For a personal domain or a single-provider setup, -all should usually be your goal. Large providers and enterprises often default to ~all for reasons beyond ignorance — support costs from broken outbound mail are real, and permissive authentication is operationally safer when you're not certain what's sending on your behalf. That's a defensible posture during discovery. It should be a waypoint, not a destination. On a domain you run out of a single inbox, you don't have that excuse.

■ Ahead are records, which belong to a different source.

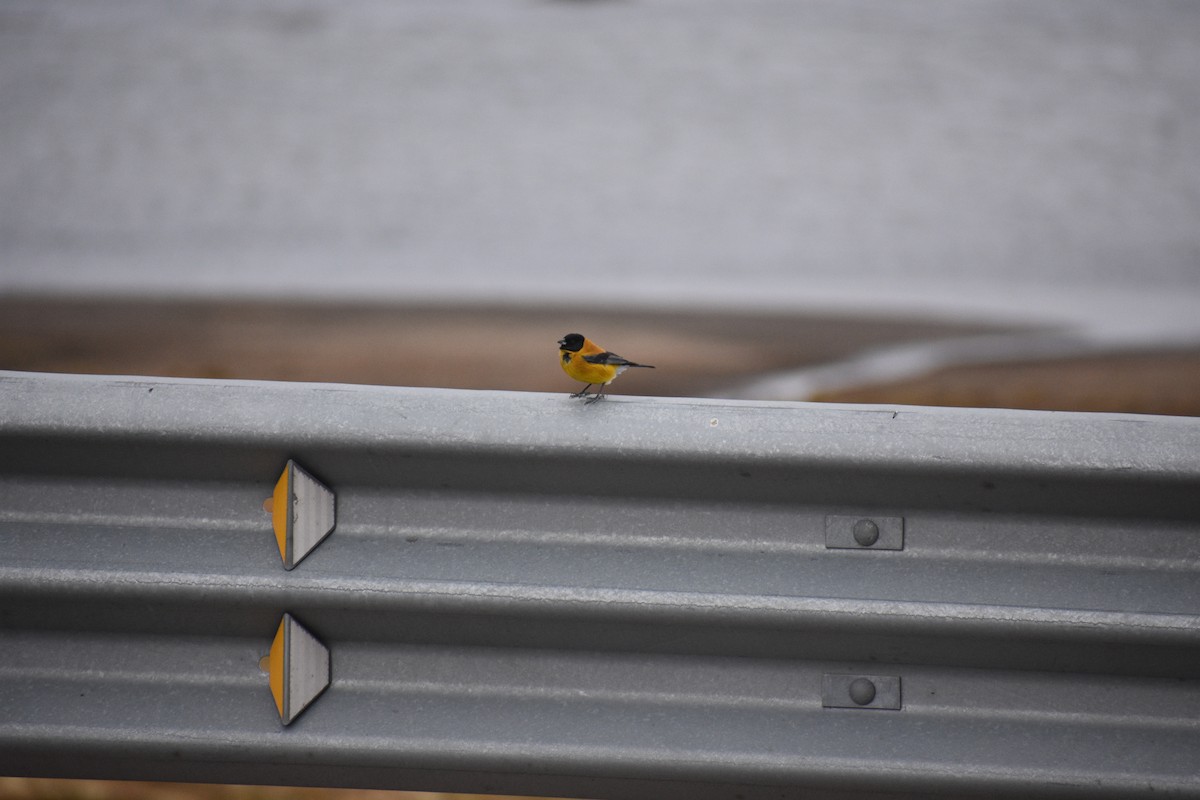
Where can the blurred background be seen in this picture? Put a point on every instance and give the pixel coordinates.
(989, 203)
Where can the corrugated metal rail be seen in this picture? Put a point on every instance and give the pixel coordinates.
(636, 599)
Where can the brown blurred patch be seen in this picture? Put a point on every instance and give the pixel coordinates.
(1165, 382)
(424, 346)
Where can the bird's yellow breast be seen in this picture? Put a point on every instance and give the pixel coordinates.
(586, 372)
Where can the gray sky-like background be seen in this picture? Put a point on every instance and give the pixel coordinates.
(1001, 158)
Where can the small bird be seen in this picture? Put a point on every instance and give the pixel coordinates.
(588, 362)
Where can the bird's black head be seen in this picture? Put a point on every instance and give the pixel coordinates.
(573, 342)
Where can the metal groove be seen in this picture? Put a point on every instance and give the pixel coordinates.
(624, 600)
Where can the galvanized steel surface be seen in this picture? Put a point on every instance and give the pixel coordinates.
(629, 599)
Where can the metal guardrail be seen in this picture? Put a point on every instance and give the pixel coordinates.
(636, 599)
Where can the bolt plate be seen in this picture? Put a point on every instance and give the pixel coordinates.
(840, 533)
(835, 692)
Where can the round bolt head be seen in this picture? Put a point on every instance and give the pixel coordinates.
(867, 533)
(862, 691)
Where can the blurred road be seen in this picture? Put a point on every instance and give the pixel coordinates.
(987, 161)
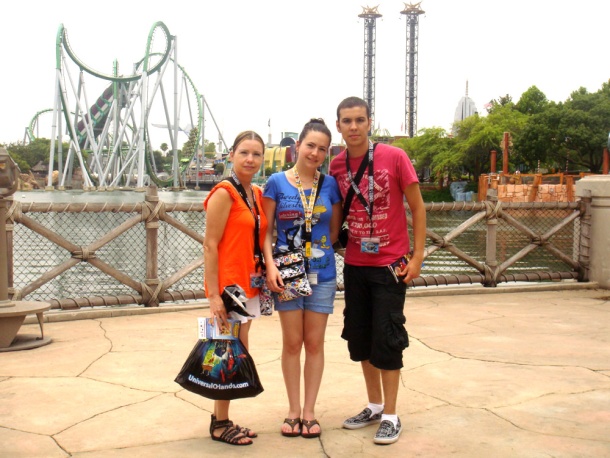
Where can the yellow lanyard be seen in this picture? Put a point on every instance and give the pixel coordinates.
(308, 205)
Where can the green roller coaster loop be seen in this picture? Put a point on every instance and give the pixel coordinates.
(90, 120)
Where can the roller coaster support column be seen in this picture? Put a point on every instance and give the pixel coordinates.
(597, 187)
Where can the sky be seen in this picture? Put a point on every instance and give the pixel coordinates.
(284, 62)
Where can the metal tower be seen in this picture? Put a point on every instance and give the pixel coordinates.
(412, 12)
(370, 16)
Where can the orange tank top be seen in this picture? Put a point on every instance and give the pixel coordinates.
(236, 247)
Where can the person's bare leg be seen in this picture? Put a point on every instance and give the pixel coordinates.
(390, 381)
(372, 379)
(314, 331)
(292, 343)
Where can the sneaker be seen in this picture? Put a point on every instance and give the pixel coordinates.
(363, 419)
(387, 433)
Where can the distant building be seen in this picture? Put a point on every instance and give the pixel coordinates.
(466, 108)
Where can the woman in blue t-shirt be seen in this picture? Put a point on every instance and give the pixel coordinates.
(307, 214)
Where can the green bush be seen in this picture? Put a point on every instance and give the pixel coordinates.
(437, 195)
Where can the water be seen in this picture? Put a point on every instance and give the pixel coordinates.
(35, 255)
(111, 197)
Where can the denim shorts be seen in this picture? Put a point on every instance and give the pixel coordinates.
(322, 300)
(373, 318)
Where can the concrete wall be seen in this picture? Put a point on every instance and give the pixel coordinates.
(598, 187)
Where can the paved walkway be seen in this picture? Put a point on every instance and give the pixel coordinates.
(519, 374)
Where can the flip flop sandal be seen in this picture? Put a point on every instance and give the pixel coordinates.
(292, 422)
(310, 424)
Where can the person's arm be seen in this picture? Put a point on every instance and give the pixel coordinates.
(274, 280)
(418, 211)
(217, 215)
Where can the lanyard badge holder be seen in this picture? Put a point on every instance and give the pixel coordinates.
(369, 245)
(308, 206)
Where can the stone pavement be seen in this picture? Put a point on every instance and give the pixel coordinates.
(506, 372)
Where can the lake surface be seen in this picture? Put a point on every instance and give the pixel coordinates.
(35, 255)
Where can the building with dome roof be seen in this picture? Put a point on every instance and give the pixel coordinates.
(466, 107)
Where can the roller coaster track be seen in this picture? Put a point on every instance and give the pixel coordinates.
(110, 138)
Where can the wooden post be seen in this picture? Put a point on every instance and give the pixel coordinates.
(490, 247)
(584, 249)
(150, 214)
(494, 159)
(505, 143)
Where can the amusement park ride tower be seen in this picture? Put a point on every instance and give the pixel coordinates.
(370, 16)
(412, 11)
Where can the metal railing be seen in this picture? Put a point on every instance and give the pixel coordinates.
(97, 254)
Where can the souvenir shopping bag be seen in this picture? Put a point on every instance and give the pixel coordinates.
(219, 366)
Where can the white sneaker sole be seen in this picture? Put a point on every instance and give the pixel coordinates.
(361, 425)
(389, 440)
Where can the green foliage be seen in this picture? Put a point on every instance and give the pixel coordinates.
(436, 195)
(188, 149)
(209, 147)
(27, 156)
(570, 134)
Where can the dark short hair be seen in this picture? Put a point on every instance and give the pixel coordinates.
(353, 102)
(315, 125)
(247, 135)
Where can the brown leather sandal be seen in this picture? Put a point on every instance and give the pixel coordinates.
(310, 424)
(292, 422)
(231, 434)
(242, 429)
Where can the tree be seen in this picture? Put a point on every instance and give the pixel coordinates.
(188, 149)
(570, 135)
(209, 147)
(27, 156)
(429, 150)
(532, 101)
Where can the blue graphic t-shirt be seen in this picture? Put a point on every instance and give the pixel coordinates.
(290, 221)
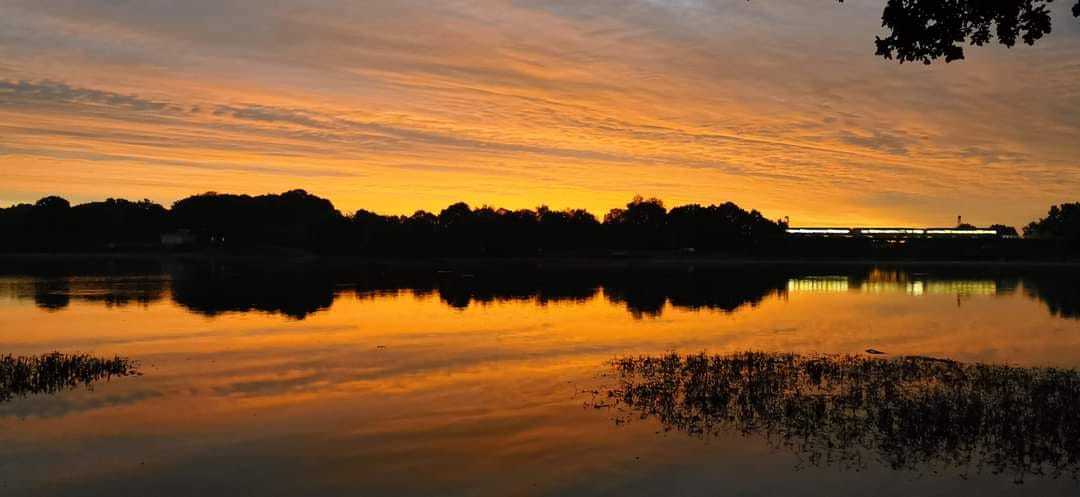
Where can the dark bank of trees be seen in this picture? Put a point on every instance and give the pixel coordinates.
(296, 222)
(299, 220)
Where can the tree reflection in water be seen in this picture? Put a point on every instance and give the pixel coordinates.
(915, 414)
(53, 373)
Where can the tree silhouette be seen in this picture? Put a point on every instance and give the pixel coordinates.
(926, 30)
(913, 414)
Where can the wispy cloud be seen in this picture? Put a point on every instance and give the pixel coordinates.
(402, 105)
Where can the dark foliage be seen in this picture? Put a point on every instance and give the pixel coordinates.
(917, 414)
(52, 373)
(926, 30)
(299, 220)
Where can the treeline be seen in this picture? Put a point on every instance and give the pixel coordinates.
(297, 219)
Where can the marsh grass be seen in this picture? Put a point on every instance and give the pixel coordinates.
(910, 413)
(52, 373)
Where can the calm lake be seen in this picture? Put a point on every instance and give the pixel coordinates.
(503, 381)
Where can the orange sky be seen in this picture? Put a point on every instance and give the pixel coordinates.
(405, 105)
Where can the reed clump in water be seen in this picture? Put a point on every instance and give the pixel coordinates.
(907, 413)
(56, 372)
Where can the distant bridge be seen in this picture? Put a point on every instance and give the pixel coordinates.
(905, 232)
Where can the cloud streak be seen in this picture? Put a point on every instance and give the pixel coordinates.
(404, 105)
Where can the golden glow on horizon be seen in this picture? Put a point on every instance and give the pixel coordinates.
(399, 106)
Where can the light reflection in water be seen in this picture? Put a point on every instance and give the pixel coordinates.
(305, 384)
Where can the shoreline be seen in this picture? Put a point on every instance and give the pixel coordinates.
(553, 262)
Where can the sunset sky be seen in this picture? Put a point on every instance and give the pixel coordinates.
(780, 106)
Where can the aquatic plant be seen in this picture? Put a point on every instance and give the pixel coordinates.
(909, 413)
(55, 372)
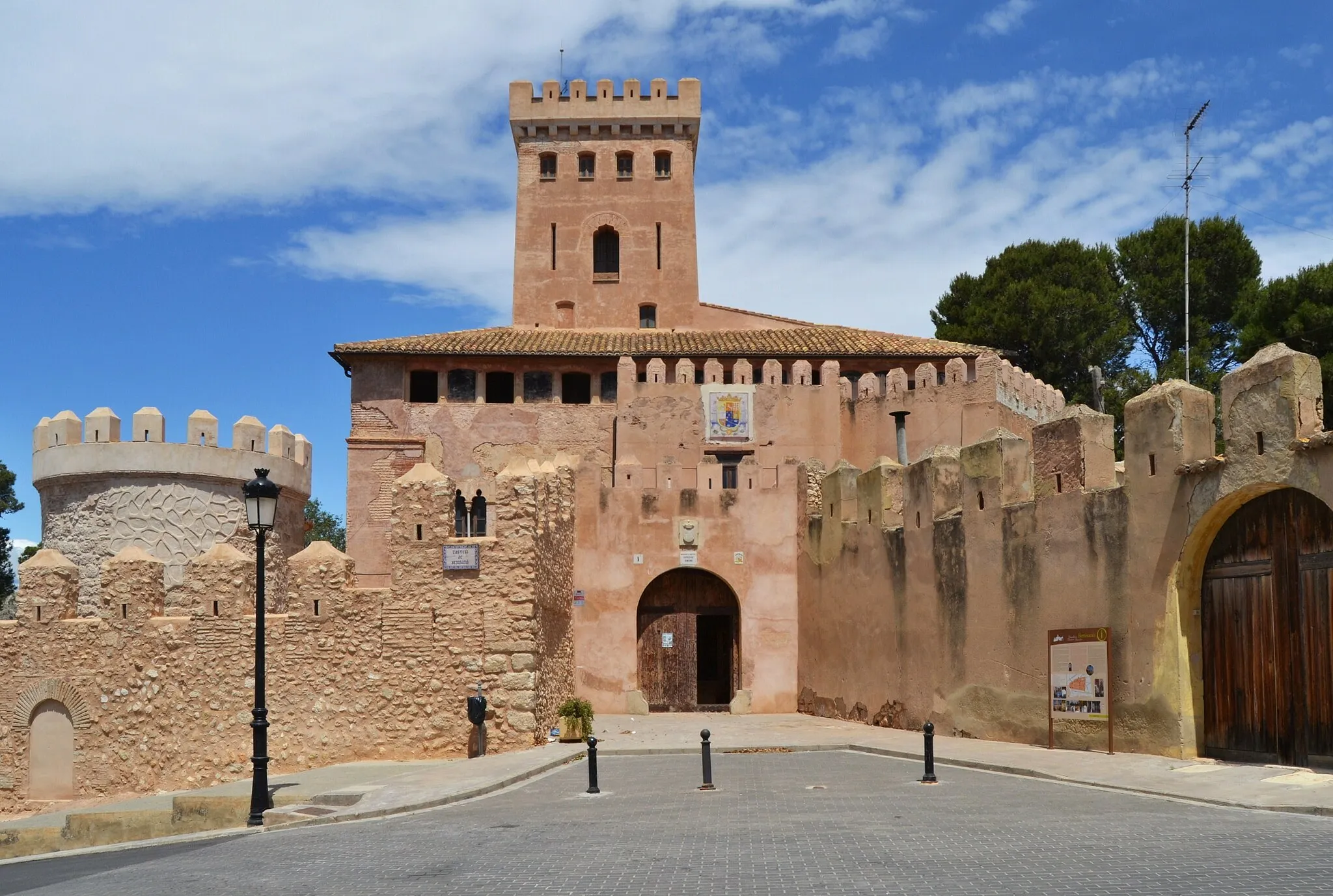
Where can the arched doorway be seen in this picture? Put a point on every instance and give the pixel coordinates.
(51, 752)
(1268, 632)
(688, 642)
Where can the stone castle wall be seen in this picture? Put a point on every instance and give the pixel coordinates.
(927, 591)
(160, 696)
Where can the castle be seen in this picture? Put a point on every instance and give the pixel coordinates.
(695, 507)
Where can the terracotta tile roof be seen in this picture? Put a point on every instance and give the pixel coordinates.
(812, 342)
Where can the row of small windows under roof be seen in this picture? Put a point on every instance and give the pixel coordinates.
(624, 166)
(501, 387)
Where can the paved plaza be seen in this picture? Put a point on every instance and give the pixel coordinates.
(780, 823)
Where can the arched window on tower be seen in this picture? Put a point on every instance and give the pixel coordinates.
(605, 255)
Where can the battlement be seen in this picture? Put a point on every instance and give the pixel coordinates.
(991, 379)
(67, 447)
(656, 109)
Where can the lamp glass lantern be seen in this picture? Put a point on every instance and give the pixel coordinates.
(260, 502)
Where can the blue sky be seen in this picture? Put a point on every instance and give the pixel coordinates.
(198, 200)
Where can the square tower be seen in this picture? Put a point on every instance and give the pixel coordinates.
(605, 210)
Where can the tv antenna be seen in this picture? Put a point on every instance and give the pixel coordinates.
(1189, 179)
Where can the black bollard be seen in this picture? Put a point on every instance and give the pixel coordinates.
(929, 753)
(708, 762)
(592, 766)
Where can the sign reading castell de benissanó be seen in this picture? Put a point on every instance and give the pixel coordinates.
(1080, 673)
(728, 413)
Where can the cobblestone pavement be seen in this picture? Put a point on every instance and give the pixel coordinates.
(780, 823)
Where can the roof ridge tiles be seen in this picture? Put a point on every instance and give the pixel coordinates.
(818, 340)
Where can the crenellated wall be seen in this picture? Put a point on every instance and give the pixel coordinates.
(926, 591)
(160, 695)
(103, 493)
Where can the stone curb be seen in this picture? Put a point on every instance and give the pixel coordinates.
(974, 765)
(482, 790)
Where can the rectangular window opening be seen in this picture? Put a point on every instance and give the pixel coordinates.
(461, 386)
(576, 388)
(499, 387)
(538, 387)
(423, 387)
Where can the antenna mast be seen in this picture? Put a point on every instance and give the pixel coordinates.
(1189, 178)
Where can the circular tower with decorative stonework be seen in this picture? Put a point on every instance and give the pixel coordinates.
(103, 491)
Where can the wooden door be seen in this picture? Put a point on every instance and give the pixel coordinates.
(51, 752)
(670, 639)
(1268, 676)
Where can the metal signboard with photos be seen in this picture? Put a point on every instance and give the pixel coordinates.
(1079, 677)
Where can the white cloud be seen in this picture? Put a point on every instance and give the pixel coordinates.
(1004, 18)
(16, 547)
(859, 43)
(1302, 57)
(461, 260)
(158, 104)
(872, 230)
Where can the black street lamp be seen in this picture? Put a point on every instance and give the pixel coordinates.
(260, 512)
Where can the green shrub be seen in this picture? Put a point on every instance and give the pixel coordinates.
(579, 714)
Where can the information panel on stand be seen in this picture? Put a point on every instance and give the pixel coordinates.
(1079, 676)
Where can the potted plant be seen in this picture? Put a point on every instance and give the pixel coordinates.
(575, 720)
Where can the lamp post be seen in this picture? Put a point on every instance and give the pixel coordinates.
(260, 512)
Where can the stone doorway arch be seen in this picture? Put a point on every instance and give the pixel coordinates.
(1267, 614)
(688, 642)
(51, 752)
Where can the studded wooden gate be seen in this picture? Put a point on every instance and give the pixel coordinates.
(688, 642)
(1268, 632)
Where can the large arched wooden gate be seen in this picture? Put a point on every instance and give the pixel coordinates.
(688, 642)
(1268, 639)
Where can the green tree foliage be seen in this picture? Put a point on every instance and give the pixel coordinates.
(1297, 311)
(8, 504)
(1224, 274)
(322, 526)
(1052, 308)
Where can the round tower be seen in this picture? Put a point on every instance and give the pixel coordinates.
(103, 491)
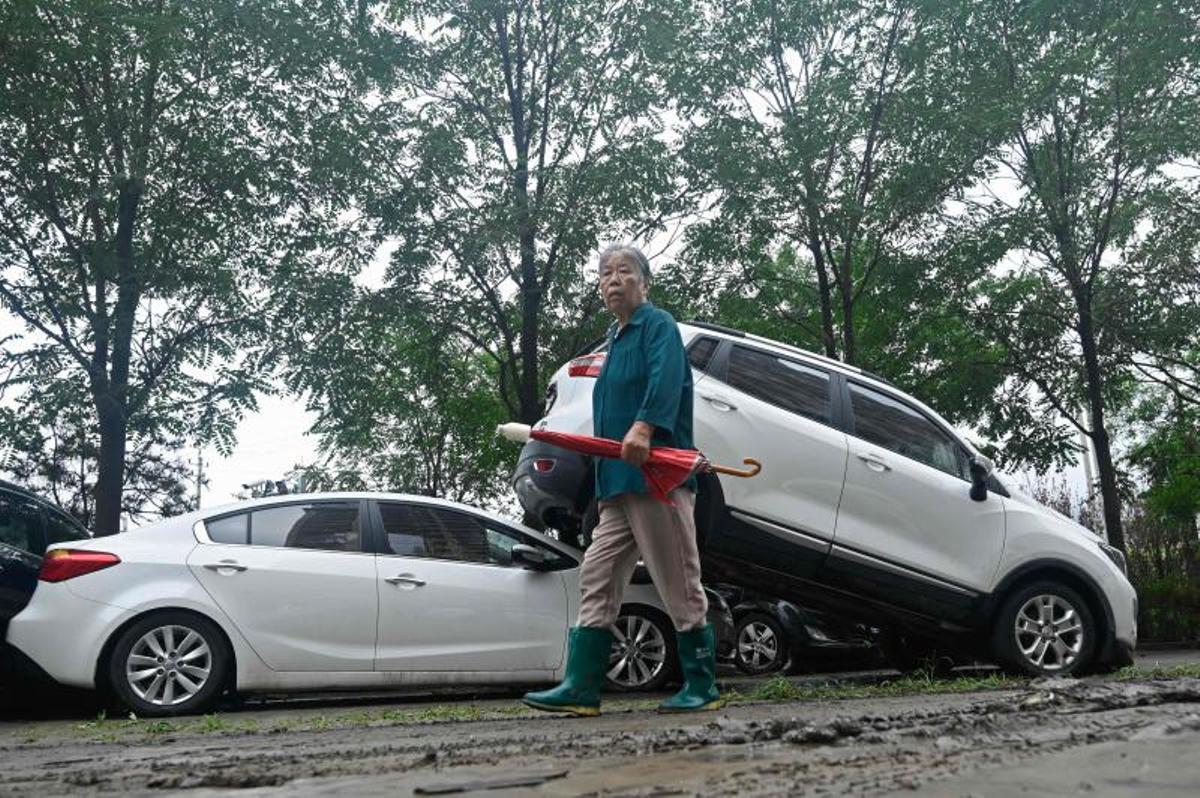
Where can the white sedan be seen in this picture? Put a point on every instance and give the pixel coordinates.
(317, 592)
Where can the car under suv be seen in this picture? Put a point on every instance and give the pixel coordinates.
(869, 504)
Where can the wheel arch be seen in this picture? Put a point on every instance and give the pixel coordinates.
(1073, 577)
(101, 670)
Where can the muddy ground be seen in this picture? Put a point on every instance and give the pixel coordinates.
(1096, 736)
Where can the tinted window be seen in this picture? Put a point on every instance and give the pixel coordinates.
(330, 527)
(420, 531)
(900, 429)
(21, 523)
(784, 383)
(700, 353)
(231, 529)
(60, 529)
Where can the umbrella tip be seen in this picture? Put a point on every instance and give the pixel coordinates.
(514, 432)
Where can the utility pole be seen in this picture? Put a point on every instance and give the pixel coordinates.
(1090, 475)
(199, 475)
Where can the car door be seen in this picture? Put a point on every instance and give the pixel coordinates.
(779, 411)
(451, 598)
(21, 553)
(295, 581)
(907, 531)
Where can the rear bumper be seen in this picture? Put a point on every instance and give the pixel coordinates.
(61, 634)
(555, 492)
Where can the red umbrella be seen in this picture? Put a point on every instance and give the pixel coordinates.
(665, 469)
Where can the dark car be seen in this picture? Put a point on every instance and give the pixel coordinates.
(775, 635)
(28, 525)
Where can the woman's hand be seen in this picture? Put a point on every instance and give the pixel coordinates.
(636, 445)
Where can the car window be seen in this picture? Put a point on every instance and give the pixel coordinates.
(229, 529)
(324, 526)
(437, 533)
(700, 353)
(21, 523)
(60, 529)
(784, 383)
(901, 429)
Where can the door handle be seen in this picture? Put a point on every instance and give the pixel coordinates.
(719, 403)
(874, 462)
(226, 565)
(405, 579)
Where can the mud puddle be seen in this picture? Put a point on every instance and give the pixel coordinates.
(929, 743)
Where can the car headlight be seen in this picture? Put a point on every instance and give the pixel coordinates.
(1115, 555)
(817, 635)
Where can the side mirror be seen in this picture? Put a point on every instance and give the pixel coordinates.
(981, 469)
(531, 557)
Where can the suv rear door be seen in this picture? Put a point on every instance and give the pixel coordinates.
(781, 412)
(909, 532)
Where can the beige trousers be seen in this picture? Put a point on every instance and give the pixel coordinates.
(666, 538)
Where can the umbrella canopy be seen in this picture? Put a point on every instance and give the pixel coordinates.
(665, 469)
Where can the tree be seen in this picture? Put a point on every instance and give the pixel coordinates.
(528, 133)
(402, 405)
(49, 444)
(833, 130)
(161, 169)
(1099, 99)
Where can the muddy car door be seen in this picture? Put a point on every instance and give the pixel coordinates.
(909, 532)
(779, 411)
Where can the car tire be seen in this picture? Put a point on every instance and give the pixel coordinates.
(643, 654)
(1044, 629)
(169, 664)
(761, 646)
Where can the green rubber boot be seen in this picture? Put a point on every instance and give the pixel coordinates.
(697, 659)
(587, 658)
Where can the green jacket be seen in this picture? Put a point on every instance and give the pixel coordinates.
(646, 377)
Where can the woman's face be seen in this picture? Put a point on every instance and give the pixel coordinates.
(622, 286)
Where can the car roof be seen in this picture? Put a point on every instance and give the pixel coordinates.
(358, 496)
(24, 492)
(859, 375)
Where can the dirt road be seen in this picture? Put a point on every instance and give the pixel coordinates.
(1102, 736)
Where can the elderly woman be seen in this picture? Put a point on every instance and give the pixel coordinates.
(642, 397)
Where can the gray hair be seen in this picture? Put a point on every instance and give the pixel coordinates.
(629, 250)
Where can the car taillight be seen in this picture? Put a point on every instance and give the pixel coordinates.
(586, 365)
(61, 564)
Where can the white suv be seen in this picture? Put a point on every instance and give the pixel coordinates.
(868, 504)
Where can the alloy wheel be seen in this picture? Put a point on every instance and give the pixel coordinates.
(1049, 633)
(168, 665)
(757, 646)
(639, 652)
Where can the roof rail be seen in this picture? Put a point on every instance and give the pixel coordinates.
(717, 328)
(807, 353)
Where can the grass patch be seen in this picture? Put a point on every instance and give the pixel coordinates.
(781, 689)
(1187, 670)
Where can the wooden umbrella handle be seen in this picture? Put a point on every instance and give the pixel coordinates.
(755, 467)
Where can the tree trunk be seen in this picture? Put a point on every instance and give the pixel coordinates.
(111, 462)
(846, 285)
(111, 390)
(825, 292)
(1109, 491)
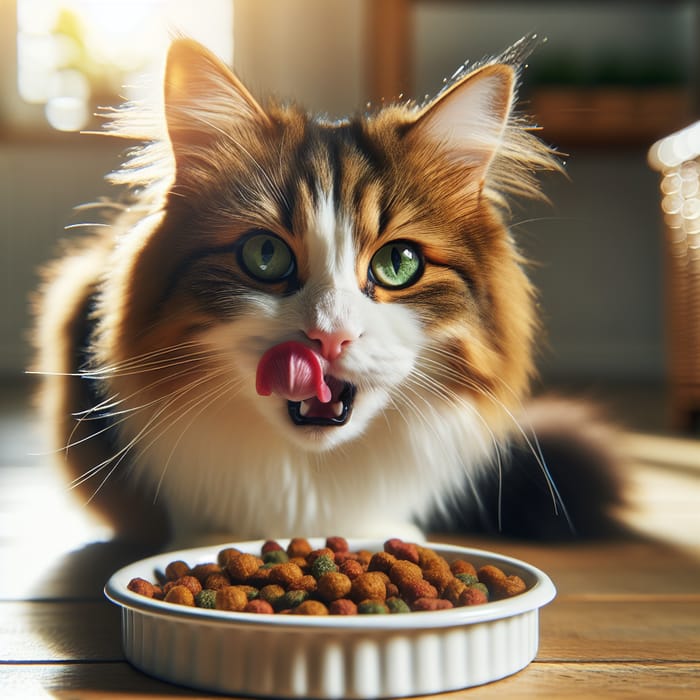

The argument against hardfail is that mail forwarding breaks SPF — when someone forwards your mail, the forwarding server's IP isn't on your approved list. This is true. But it's not a reason to use softfail indefinitely; it's a reason to also configure DKIM and DMARC, which handle forwarding correctly.

Common SPF mistakes:

Using ~all (softfail) instead of -all (hardfail)
Using mx to authorize senders — operationally convenient for simple setups, but it couples outbound authorization to inbound routing. If your MX records change, your SPF authorization changes too, sometimes unintentionally
Exceeding the 10 DNS lookup limit by including too many third-party senders

DKIM — DomainKeys Identified Mail

DKIM adds a cryptographic signature to every outgoing message. The receiving server looks up your public key in DNS and uses it to verify the signature. If the message was tampered with in transit, the signature breaks.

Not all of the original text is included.